A study published this week by Harvard researchers found that large language models offered more accurate emergency room diagnoses than two human doctors presented with identical cases. The AI did not merely match clinical performance. It exceeded it. Researchers tested the models across a range of medical contexts, including real emergency room scenarios where the stakes are measured in minutes and lives.
The findings landed in medical journals and tech publications with predictable headlines celebrating machine superiority over human judgment. But beneath the benchmark numbers lies an uncomfortable question that the research raises but cannot answer: accountability does not scale with accuracy.
Consider what happens when this AI errs. A doctor misdiagnoses a patient; the physician bears liability, the hospital reviews protocols, the system learns from the failure. An AI misdiagnoses the same patient while a physician stands in the room—nothing in the current legal infrastructure clarifies who bears responsibility. Was it the doctor who trusted the model's output? The hospital that deployed it? The company that trained it on data it did not fully understand? The regulator who approved it under frameworks designed for software, not autonomous decision-making?
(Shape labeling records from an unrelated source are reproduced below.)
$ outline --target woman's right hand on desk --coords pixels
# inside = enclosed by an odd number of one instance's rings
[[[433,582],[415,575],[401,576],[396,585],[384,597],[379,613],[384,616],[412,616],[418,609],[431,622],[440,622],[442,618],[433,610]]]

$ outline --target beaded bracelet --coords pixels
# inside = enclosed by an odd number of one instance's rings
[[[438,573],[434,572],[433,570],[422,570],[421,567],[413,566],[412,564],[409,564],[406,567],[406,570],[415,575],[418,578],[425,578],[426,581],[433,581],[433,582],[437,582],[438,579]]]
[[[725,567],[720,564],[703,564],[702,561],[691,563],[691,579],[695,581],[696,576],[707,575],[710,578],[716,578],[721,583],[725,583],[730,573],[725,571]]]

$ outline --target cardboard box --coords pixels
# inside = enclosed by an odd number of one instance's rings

Medical AI has crossed a threshold. The Harvard study adds to a growing body of evidence that large language models can match or exceed specialist-level performance in defined diagnostic tasks. Models trained on vast medical literature now parse symptoms, weigh rare conditions, and synthesize complex presentations faster than clinicians working from memory and experience alone. The technical problem—building an AI accurate enough to be useful—is largely solved.
What remains is a governance crisis dressed as a technical one. Healthcare systems are moving toward AI-assisted diagnosis without established frameworks for error attribution. Malpractice law assumes human decision-makers. Hospital liability structures assume physician agency. When a machine recommendation sits between doctor and patient, neither assumption holds.
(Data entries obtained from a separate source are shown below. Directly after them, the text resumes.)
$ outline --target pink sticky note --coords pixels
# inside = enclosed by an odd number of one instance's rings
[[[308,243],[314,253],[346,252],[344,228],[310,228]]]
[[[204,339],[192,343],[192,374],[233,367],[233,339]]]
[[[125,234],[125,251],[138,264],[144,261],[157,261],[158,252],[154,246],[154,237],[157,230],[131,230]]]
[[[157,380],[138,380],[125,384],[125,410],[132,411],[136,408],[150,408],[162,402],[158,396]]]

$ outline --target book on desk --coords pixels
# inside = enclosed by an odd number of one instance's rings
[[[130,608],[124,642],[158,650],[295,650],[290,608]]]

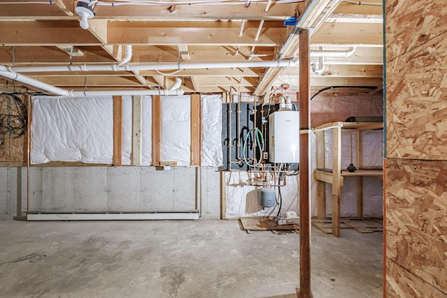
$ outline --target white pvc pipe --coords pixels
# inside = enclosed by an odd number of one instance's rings
[[[127,65],[132,59],[132,45],[126,45],[126,56],[118,63],[118,66],[123,66]]]
[[[71,97],[83,96],[111,96],[114,95],[183,95],[184,91],[182,89],[177,90],[98,90],[98,91],[68,91]]]
[[[356,47],[347,51],[310,51],[311,57],[349,57],[354,54]]]
[[[64,90],[63,89],[50,85],[49,84],[38,81],[37,80],[27,77],[26,75],[20,75],[20,73],[10,73],[8,71],[0,71],[0,76],[20,82],[25,85],[32,86],[40,90],[50,92],[55,95],[60,95],[64,96],[69,96],[68,91],[67,90]]]
[[[60,96],[77,97],[77,96],[107,96],[113,95],[183,95],[183,90],[106,90],[106,91],[74,91],[66,90],[55,86],[50,85],[43,82],[38,81],[20,73],[10,72],[3,65],[0,65],[0,76],[15,81],[20,82],[26,85],[32,86],[38,89],[43,90]]]
[[[180,86],[182,86],[182,79],[177,77],[177,79],[175,79],[175,82],[174,83],[173,87],[169,88],[169,91],[177,90],[177,89],[180,88]]]
[[[81,64],[71,66],[59,65],[48,66],[3,67],[5,68],[5,70],[13,73],[48,73],[59,71],[169,70],[173,69],[233,68],[244,67],[292,67],[298,66],[298,61],[293,61],[291,60],[281,60],[214,63],[154,63],[147,64],[131,64],[126,66],[117,66],[116,64]],[[1,70],[1,68],[0,70]]]

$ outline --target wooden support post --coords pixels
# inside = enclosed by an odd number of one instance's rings
[[[332,234],[340,237],[342,128],[332,128]]]
[[[141,119],[142,96],[132,96],[132,165],[141,165]]]
[[[363,177],[357,177],[357,216],[363,217]]]
[[[113,165],[122,165],[123,98],[113,96]]]
[[[200,95],[191,95],[191,165],[200,165],[202,157]]]
[[[356,131],[356,140],[357,144],[357,168],[361,170],[363,167],[363,156],[362,152],[362,131]],[[357,216],[363,217],[363,178],[357,177]]]
[[[324,131],[317,131],[316,133],[316,168],[325,167],[324,161]],[[326,218],[326,192],[325,183],[316,181],[316,217],[318,219]]]
[[[160,165],[161,147],[161,97],[152,96],[152,165]]]
[[[300,129],[310,128],[309,30],[301,29],[300,41]],[[309,133],[300,135],[300,298],[312,297],[310,283],[310,194],[309,192]]]

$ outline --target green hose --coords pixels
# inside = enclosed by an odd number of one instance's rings
[[[259,153],[260,153],[260,156],[261,156],[261,158],[259,158],[259,161],[258,161],[258,163],[256,163],[256,165],[251,165],[250,163],[249,163],[248,161],[247,160],[247,156],[245,154],[245,149],[247,148],[247,141],[249,138],[249,136],[250,135],[250,133],[251,133],[252,131],[254,131],[254,134],[255,134],[255,137],[256,138],[256,142],[258,143],[258,149],[259,149]],[[261,146],[261,142],[259,141],[259,135],[261,135],[261,140],[262,140],[262,143],[263,145],[262,147]],[[259,165],[261,165],[261,163],[263,161],[263,151],[264,151],[264,136],[263,135],[263,133],[258,129],[258,128],[251,128],[250,131],[249,131],[249,132],[247,133],[247,135],[245,136],[245,140],[244,140],[244,146],[242,147],[242,151],[244,151],[244,161],[245,162],[245,163],[247,164],[247,165],[248,165],[249,167],[258,167]],[[256,156],[256,151],[255,151],[255,156]]]

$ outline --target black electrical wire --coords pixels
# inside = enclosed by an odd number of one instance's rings
[[[375,86],[330,86],[328,87],[325,87],[317,91],[316,93],[310,98],[310,100],[312,100],[315,96],[316,96],[321,92],[324,92],[326,90],[332,90],[333,89],[337,89],[337,88],[362,88],[362,89],[372,89],[372,90],[377,89],[377,87]]]

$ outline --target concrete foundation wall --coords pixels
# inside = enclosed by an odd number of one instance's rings
[[[0,219],[17,214],[17,198],[26,211],[27,169],[20,169],[0,168]],[[217,167],[33,167],[29,181],[31,211],[191,211],[201,205],[203,218],[220,216]]]

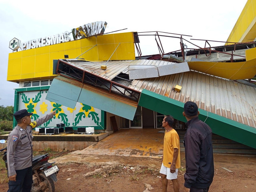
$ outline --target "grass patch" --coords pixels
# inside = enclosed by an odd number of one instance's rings
[[[4,162],[2,159],[2,155],[0,156],[0,183],[4,182],[8,182],[8,177],[7,176],[7,170],[5,167]]]

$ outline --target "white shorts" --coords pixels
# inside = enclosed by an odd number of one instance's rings
[[[178,169],[176,169],[175,173],[172,173],[170,170],[170,168],[166,167],[164,164],[162,164],[160,173],[162,173],[166,176],[166,178],[171,180],[177,178],[178,176]]]

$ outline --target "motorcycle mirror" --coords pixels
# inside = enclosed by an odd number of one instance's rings
[[[1,139],[1,140],[0,140],[0,143],[4,143],[6,142],[6,140],[5,140],[4,139]]]

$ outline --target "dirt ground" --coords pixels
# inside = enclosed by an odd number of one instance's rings
[[[185,171],[184,153],[181,153],[181,156],[182,168],[178,172],[178,178],[180,191],[182,192]],[[256,157],[216,154],[214,157],[214,177],[210,191],[256,191]],[[58,181],[55,183],[56,192],[162,191],[159,174],[161,158],[72,154],[53,160],[55,160],[60,170],[57,175]],[[230,172],[223,167],[233,172]],[[6,172],[2,169],[0,175],[2,177]],[[6,192],[7,181],[2,181],[0,192]],[[173,191],[171,182],[168,182],[168,190]]]

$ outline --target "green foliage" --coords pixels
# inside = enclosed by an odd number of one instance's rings
[[[2,184],[4,182],[8,182],[8,177],[7,177],[7,171],[5,168],[5,164],[4,162],[0,158],[0,170],[5,170],[4,171],[1,171],[0,172],[0,183]]]
[[[12,130],[12,121],[7,120],[0,121],[0,130],[5,131]]]
[[[13,119],[13,107],[0,106],[0,119],[12,121]]]

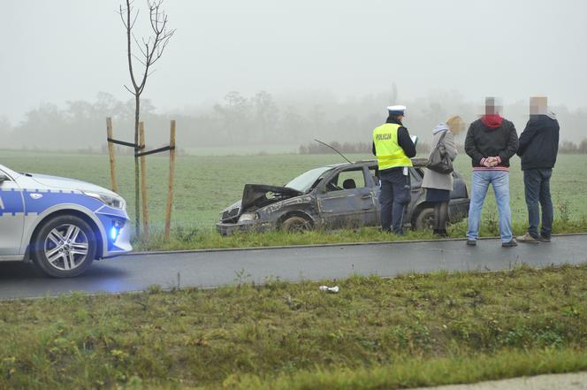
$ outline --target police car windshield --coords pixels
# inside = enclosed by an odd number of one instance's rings
[[[332,169],[332,166],[321,166],[320,168],[309,170],[304,173],[301,173],[289,183],[286,184],[285,187],[306,193],[312,187],[312,185],[316,182],[316,180],[317,180],[325,172],[330,171],[331,169]]]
The Harvard researchers noted this gap without resolving it. Their methodology demonstrated AI superiority; they did not propose who answers for the cases where superiority fails. That question belongs to regulators, insurers, hospital administrators, and courts—none of whom have moved quickly enough to keep pace with the technology.
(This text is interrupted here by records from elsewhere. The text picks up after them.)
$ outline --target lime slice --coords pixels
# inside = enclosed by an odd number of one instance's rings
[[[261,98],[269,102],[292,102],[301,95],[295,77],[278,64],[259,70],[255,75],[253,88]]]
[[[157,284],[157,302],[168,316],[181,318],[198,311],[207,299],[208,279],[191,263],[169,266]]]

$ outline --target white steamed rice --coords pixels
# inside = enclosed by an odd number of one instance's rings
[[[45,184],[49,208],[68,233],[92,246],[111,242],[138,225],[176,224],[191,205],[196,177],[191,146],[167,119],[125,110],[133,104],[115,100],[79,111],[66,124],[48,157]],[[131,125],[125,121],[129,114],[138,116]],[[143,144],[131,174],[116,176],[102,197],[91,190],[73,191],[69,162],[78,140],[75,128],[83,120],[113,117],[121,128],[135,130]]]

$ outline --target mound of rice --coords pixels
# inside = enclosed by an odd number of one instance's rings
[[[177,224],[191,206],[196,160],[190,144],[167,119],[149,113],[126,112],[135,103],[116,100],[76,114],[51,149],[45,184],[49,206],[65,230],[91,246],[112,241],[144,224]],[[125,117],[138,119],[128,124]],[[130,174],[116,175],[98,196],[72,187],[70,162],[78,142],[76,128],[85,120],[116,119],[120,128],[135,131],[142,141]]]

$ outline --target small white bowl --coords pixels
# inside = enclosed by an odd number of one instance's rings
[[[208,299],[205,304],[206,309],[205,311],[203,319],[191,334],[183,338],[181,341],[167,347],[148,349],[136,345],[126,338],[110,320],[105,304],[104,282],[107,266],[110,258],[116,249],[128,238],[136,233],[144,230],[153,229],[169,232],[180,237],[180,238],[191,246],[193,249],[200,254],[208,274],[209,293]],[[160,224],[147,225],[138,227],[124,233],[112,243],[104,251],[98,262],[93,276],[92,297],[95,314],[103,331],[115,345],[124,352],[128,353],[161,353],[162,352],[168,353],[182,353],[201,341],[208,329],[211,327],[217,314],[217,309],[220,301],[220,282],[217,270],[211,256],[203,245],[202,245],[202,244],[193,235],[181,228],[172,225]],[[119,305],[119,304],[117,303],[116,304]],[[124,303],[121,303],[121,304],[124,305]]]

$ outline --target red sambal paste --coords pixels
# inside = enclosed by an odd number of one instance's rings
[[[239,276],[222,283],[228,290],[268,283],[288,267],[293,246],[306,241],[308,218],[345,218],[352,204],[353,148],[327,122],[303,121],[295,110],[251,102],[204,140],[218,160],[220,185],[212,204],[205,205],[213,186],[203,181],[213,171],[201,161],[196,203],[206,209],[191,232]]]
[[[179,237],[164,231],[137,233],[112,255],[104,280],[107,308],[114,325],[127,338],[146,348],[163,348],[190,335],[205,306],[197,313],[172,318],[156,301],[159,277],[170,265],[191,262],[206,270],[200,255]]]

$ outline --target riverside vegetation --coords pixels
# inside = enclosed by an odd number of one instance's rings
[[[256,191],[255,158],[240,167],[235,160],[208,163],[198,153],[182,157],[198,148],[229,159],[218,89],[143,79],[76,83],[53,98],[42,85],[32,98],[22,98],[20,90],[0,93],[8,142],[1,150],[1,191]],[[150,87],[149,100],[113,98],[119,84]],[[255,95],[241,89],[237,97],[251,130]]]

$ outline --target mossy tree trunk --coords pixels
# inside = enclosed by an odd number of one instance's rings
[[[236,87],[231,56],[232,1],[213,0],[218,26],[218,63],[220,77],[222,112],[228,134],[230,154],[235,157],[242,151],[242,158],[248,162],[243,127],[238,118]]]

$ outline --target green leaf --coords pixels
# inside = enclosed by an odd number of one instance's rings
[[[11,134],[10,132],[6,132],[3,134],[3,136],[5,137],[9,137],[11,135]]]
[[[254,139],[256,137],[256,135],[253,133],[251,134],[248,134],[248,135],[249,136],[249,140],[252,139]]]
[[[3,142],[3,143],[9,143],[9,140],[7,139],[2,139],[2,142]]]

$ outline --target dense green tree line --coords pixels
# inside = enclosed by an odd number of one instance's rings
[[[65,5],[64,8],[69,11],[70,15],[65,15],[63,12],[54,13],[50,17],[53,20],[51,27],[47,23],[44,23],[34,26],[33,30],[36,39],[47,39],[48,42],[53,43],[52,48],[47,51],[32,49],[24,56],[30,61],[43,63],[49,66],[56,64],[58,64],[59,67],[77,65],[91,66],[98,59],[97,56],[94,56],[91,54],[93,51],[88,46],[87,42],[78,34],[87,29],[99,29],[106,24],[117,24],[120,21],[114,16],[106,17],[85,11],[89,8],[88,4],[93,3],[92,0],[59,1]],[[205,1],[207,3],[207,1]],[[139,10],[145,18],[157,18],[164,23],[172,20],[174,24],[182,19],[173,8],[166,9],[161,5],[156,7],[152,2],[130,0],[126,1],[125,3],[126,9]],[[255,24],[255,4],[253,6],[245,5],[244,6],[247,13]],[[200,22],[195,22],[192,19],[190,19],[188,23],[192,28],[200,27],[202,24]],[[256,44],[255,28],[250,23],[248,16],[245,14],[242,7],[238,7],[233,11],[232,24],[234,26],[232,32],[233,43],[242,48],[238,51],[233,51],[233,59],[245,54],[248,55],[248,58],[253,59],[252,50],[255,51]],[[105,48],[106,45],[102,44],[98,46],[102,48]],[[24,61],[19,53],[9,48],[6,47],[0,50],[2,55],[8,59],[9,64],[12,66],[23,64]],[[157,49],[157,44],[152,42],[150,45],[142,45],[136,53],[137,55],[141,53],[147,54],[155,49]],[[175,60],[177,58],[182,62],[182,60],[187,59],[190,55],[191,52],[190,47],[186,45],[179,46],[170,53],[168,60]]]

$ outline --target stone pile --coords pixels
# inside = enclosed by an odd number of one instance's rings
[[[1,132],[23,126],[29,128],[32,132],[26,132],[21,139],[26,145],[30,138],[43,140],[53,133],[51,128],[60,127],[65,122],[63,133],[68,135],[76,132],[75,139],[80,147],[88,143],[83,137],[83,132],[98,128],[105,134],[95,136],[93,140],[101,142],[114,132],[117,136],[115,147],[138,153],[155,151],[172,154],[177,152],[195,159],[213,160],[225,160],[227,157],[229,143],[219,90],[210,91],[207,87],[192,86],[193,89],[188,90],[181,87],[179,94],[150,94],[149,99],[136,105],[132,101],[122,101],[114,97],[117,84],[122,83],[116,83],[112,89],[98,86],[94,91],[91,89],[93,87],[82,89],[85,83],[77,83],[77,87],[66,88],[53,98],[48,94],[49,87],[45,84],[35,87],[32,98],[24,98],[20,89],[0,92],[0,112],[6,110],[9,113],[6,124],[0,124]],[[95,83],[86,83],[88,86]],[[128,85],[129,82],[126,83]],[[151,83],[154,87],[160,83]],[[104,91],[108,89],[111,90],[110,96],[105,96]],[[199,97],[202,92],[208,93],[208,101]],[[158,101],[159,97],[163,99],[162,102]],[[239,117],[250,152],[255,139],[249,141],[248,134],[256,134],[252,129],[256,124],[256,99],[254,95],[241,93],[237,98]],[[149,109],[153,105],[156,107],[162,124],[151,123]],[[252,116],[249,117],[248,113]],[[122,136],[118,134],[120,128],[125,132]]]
Some health systems are already piloting AI diagnostic tools in emergency departments, attracted by efficiency gains and accuracy improvements. The legal departments advising those hospitals are, by most accounts, improvising. One senior physician at a major urban hospital, speaking without attribution, described the current approach as "deploying the technology and hoping the liability questions work themselves out."
They will not work themselves out. When an AI system errs in an emergency room and a patient suffers harm, the accountability vacuum will become a courtroom. The Harvard study tells us the machines have arrived. What it cannot tell us is who pays when they fail.